Di tangan para ekstremis dan fundamentalis, dari agama mana pun, citra agama bukan lagi sebagai mata air jernih dan menyejukkan sebagaimana disuri-tauladankan oleh para Nabi, puluhan abad silam. Sebaliknya, ia berubah menjadi api yang membakar, menjadi senjata yang menggilas dan membunuh. Dalam keimanan para ekstremis, agama tak hendak diletakkan di dalam diri manusia, melainkan di atasnya. Agama hendak ditampilkan sebagai tiran, sekalipun ia diteriakkan sebagai “tuhan”.
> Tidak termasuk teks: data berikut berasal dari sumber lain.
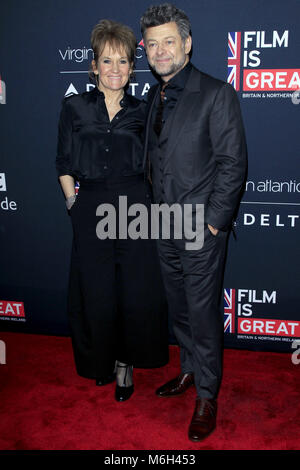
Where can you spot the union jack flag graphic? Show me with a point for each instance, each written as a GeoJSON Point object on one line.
{"type": "Point", "coordinates": [234, 59]}
{"type": "Point", "coordinates": [229, 310]}
{"type": "Point", "coordinates": [77, 186]}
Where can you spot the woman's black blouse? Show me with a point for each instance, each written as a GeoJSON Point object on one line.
{"type": "Point", "coordinates": [93, 148]}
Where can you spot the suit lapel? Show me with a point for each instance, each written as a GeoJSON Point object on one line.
{"type": "Point", "coordinates": [184, 107]}
{"type": "Point", "coordinates": [148, 122]}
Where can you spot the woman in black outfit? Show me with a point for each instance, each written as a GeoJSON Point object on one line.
{"type": "Point", "coordinates": [116, 305]}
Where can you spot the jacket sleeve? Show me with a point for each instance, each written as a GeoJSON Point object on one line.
{"type": "Point", "coordinates": [230, 152]}
{"type": "Point", "coordinates": [64, 142]}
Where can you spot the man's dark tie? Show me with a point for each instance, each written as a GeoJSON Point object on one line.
{"type": "Point", "coordinates": [159, 115]}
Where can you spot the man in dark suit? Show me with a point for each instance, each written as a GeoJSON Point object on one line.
{"type": "Point", "coordinates": [195, 153]}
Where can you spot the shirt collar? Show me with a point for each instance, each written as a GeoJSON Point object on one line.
{"type": "Point", "coordinates": [125, 101]}
{"type": "Point", "coordinates": [179, 80]}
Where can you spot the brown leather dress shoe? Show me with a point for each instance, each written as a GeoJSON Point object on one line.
{"type": "Point", "coordinates": [176, 386]}
{"type": "Point", "coordinates": [204, 419]}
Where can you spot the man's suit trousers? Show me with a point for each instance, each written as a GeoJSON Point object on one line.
{"type": "Point", "coordinates": [193, 282]}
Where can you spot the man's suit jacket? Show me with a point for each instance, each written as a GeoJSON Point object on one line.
{"type": "Point", "coordinates": [205, 155]}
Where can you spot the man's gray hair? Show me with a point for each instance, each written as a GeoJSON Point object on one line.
{"type": "Point", "coordinates": [157, 15]}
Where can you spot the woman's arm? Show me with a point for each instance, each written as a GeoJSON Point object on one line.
{"type": "Point", "coordinates": [63, 158]}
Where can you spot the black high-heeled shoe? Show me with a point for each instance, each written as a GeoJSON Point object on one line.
{"type": "Point", "coordinates": [105, 380]}
{"type": "Point", "coordinates": [123, 393]}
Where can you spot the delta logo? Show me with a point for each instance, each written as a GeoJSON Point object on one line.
{"type": "Point", "coordinates": [245, 55]}
{"type": "Point", "coordinates": [238, 303]}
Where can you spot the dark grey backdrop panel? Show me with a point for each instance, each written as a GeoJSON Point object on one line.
{"type": "Point", "coordinates": [44, 53]}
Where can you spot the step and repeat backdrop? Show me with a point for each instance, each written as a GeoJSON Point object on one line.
{"type": "Point", "coordinates": [45, 54]}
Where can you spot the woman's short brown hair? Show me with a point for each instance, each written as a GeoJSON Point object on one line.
{"type": "Point", "coordinates": [117, 35]}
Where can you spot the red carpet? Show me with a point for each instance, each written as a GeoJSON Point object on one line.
{"type": "Point", "coordinates": [45, 405]}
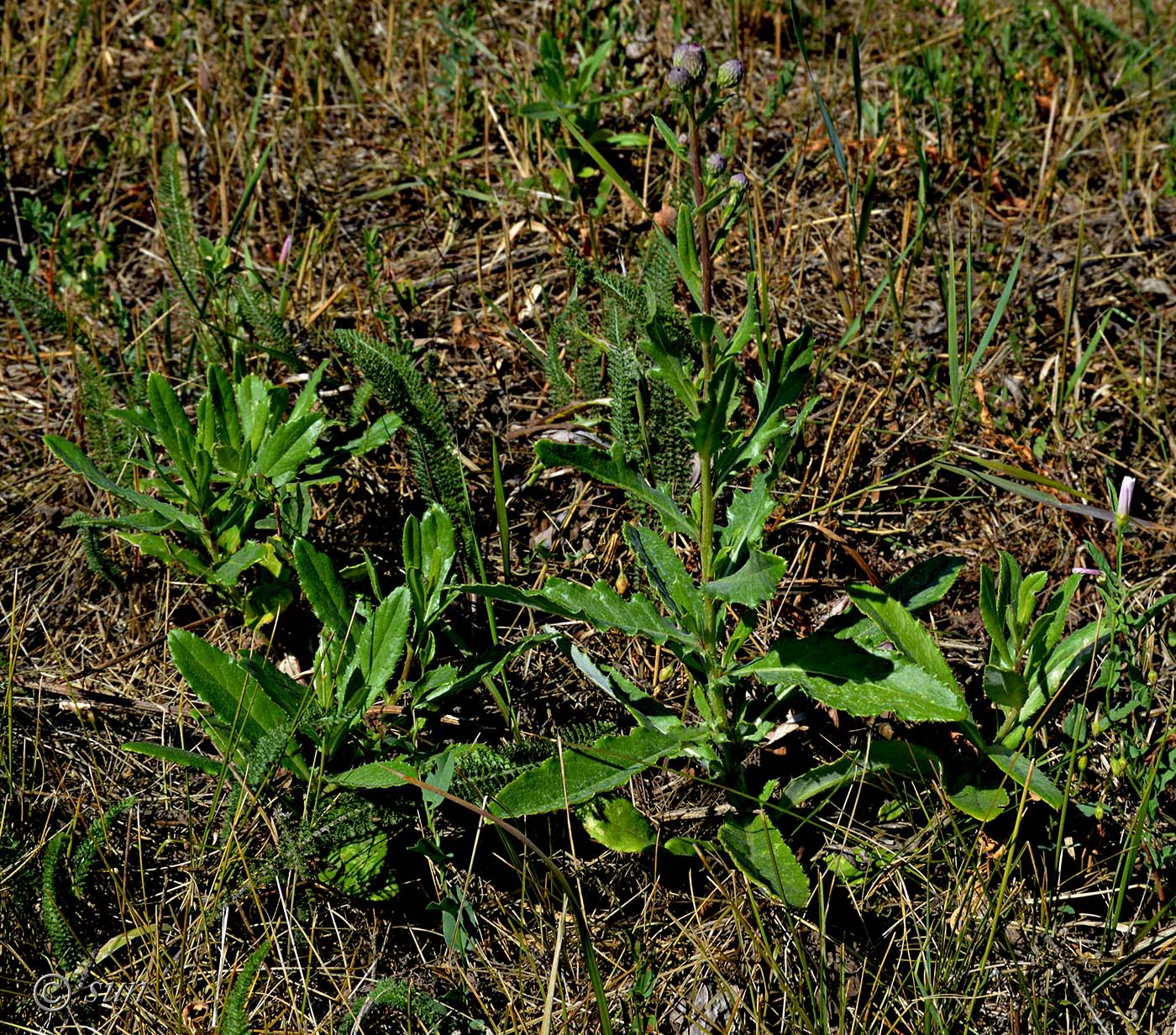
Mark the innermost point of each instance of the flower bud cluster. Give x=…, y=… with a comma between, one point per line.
x=690, y=68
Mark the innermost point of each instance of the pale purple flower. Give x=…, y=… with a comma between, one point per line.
x=1123, y=509
x=693, y=58
x=731, y=73
x=680, y=80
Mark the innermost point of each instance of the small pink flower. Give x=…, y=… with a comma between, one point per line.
x=1123, y=509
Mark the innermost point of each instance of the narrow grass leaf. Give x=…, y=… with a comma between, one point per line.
x=166, y=753
x=666, y=572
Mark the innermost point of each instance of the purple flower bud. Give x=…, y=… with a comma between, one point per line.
x=1123, y=511
x=693, y=58
x=680, y=80
x=731, y=73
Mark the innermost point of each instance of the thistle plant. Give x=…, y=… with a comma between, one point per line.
x=708, y=566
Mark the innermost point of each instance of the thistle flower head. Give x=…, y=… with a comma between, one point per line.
x=1123, y=509
x=693, y=58
x=680, y=80
x=731, y=73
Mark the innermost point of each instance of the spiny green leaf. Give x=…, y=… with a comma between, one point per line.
x=615, y=823
x=323, y=588
x=907, y=633
x=843, y=675
x=753, y=584
x=761, y=854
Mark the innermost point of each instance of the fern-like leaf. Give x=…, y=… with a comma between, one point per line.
x=29, y=302
x=179, y=227
x=235, y=1020
x=433, y=446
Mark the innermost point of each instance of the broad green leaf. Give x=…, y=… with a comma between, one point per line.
x=666, y=572
x=615, y=823
x=582, y=773
x=601, y=606
x=80, y=464
x=753, y=584
x=1050, y=625
x=173, y=428
x=1008, y=690
x=981, y=803
x=323, y=588
x=375, y=435
x=375, y=775
x=1019, y=767
x=286, y=450
x=164, y=549
x=787, y=376
x=991, y=617
x=746, y=517
x=841, y=674
x=228, y=572
x=711, y=429
x=237, y=697
x=361, y=866
x=447, y=680
x=749, y=325
x=253, y=407
x=668, y=365
x=907, y=633
x=917, y=588
x=166, y=753
x=761, y=854
x=380, y=647
x=1066, y=660
x=611, y=470
x=896, y=756
x=286, y=693
x=670, y=137
x=927, y=582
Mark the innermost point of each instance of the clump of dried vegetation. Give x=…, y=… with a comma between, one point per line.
x=970, y=208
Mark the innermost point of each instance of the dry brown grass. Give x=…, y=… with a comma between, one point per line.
x=387, y=119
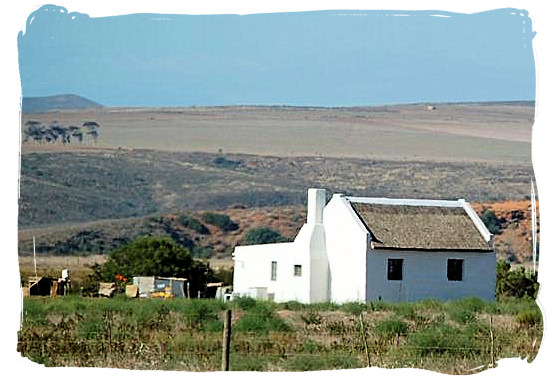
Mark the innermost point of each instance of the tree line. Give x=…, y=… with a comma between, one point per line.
x=54, y=132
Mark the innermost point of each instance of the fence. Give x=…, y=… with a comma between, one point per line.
x=190, y=335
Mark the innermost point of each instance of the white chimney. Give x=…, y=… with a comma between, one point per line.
x=315, y=205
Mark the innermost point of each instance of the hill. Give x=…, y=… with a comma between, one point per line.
x=56, y=103
x=190, y=229
x=89, y=185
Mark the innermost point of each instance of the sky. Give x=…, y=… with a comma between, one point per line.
x=316, y=58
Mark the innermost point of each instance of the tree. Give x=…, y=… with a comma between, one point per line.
x=156, y=256
x=263, y=235
x=491, y=221
x=222, y=221
x=515, y=282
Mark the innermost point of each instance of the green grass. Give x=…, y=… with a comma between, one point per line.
x=186, y=334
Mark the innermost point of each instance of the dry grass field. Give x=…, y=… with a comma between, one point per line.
x=499, y=132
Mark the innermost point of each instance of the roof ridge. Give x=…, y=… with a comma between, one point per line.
x=407, y=201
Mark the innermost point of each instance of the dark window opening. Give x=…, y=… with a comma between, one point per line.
x=454, y=269
x=274, y=271
x=395, y=269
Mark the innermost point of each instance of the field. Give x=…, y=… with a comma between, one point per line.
x=152, y=170
x=496, y=132
x=457, y=337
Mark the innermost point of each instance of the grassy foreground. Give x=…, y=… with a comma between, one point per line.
x=452, y=337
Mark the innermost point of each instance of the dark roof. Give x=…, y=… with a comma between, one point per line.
x=435, y=228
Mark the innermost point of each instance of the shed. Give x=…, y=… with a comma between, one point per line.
x=149, y=285
x=40, y=286
x=365, y=249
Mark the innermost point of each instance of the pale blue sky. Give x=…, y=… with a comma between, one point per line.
x=326, y=58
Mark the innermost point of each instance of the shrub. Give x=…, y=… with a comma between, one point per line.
x=491, y=221
x=192, y=223
x=462, y=315
x=222, y=162
x=442, y=339
x=311, y=317
x=529, y=318
x=257, y=322
x=464, y=310
x=293, y=306
x=202, y=252
x=516, y=282
x=203, y=314
x=388, y=329
x=307, y=362
x=354, y=308
x=245, y=303
x=263, y=235
x=261, y=317
x=222, y=221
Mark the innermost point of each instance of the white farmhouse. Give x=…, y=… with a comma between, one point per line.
x=365, y=249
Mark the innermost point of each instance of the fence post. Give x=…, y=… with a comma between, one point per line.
x=492, y=341
x=365, y=338
x=226, y=341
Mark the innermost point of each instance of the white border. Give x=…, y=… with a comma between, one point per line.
x=15, y=16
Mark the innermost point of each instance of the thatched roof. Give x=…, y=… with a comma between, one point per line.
x=432, y=228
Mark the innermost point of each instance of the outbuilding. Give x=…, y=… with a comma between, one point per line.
x=366, y=249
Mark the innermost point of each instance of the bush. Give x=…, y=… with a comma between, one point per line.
x=203, y=313
x=154, y=256
x=222, y=221
x=491, y=221
x=516, y=283
x=443, y=339
x=260, y=317
x=354, y=308
x=529, y=318
x=222, y=162
x=245, y=303
x=263, y=235
x=387, y=329
x=311, y=317
x=261, y=323
x=307, y=362
x=464, y=310
x=192, y=223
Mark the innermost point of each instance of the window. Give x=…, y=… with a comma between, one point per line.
x=274, y=271
x=454, y=269
x=395, y=269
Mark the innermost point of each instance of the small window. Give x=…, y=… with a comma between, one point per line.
x=274, y=271
x=395, y=269
x=454, y=269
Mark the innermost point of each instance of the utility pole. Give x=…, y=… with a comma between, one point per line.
x=226, y=341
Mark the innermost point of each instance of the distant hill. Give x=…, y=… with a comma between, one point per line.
x=58, y=102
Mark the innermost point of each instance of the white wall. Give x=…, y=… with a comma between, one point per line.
x=425, y=276
x=253, y=270
x=346, y=241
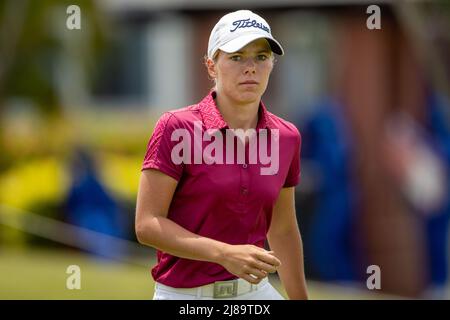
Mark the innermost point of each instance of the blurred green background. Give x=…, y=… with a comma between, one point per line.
x=77, y=108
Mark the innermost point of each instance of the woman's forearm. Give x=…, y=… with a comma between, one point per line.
x=288, y=248
x=167, y=236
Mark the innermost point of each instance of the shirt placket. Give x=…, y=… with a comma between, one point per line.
x=244, y=185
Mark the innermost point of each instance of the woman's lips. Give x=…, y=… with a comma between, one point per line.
x=249, y=82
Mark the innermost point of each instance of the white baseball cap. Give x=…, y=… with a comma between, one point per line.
x=237, y=29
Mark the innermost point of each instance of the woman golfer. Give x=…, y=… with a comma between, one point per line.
x=218, y=180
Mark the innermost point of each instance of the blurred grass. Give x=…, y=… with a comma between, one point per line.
x=38, y=273
x=41, y=274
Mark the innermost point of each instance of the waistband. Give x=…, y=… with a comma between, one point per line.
x=218, y=289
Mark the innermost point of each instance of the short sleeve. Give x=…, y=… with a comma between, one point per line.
x=293, y=176
x=159, y=148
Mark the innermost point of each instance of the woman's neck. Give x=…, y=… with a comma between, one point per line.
x=238, y=115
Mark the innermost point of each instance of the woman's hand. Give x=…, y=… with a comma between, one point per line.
x=249, y=262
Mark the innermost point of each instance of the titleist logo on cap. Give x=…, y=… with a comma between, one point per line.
x=246, y=23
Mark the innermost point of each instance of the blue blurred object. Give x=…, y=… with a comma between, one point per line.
x=88, y=205
x=437, y=223
x=329, y=242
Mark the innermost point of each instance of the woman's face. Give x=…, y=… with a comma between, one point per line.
x=243, y=75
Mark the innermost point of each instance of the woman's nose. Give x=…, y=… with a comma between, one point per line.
x=250, y=66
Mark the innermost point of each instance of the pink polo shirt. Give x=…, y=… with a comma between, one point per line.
x=230, y=201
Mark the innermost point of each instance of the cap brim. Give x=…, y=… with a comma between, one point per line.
x=240, y=42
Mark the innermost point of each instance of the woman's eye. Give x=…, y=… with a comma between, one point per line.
x=262, y=57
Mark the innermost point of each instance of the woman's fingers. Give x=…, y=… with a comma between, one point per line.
x=268, y=258
x=251, y=278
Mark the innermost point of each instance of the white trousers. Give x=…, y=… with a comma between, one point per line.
x=264, y=291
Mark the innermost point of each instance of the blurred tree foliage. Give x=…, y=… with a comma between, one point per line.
x=29, y=46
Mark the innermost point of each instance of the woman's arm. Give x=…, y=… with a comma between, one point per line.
x=154, y=229
x=285, y=240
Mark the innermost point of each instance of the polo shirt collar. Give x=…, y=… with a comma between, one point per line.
x=212, y=118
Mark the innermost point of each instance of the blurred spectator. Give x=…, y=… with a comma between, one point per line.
x=418, y=158
x=326, y=145
x=89, y=205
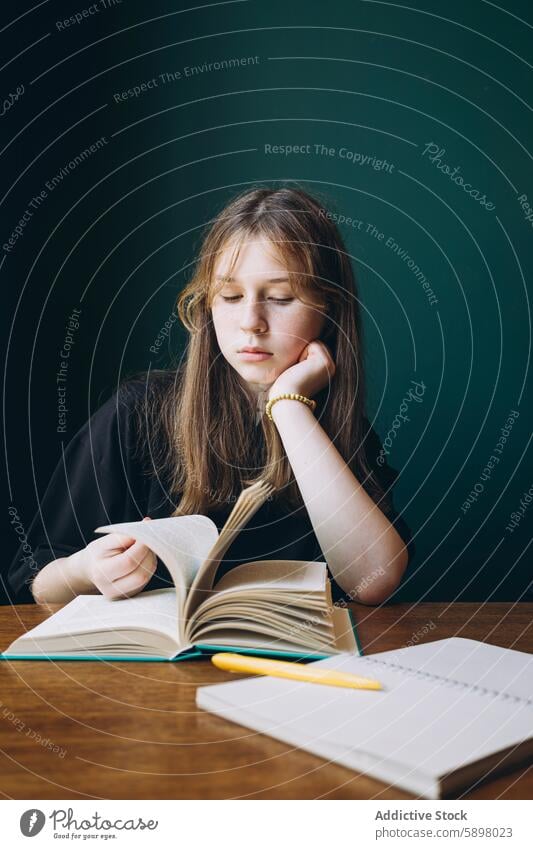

Saya jadi teringat ungkapan kontroversial Gus Dur. “Tuhan tak perlu dibela,” katanya. Kalangan fanatis pun sempat ‘kebakaran jenggot’ oleh statemen itu. Barangkali Gus Dur, seperti juga kita, tak habis pikir dengan sikap agresif kalangan fanatis yang menempuh cara-cara destruktif untuk “membela” Tuhan (dan agama). Kita bisa melihat contoh kasus yang terjadi belum lama ini perihal keberadaan aliran Al-Qiyadah, juga Ahmadiyah, yang dianggap sesat oleh MUI. Dalam pemberitaan media, kita bisa saksikan bagaimana reaksi orang-orang fanatis terhadap para pengikut kedua aliran tersebut. Mereka dipukuli hingga babak belur dan berdarah-darah, rumah dan tempat ibadahnya pun ada yang dibakar. Beginikah cara orang “membela” Tuhan dan agama? Dengan memukuli dan menyakiti, tanpa perikemanusiaan, mereka yang dianggap menodai agama dan menentang Tuhan? Kalau demikian, benar kata Gus Dur, Tuhan tak perlu dibela. Karena “tuhan” telah menjelma jadi tiran, yang menindas dan menggilas, lewat tangan para ekstremis dan fanatis.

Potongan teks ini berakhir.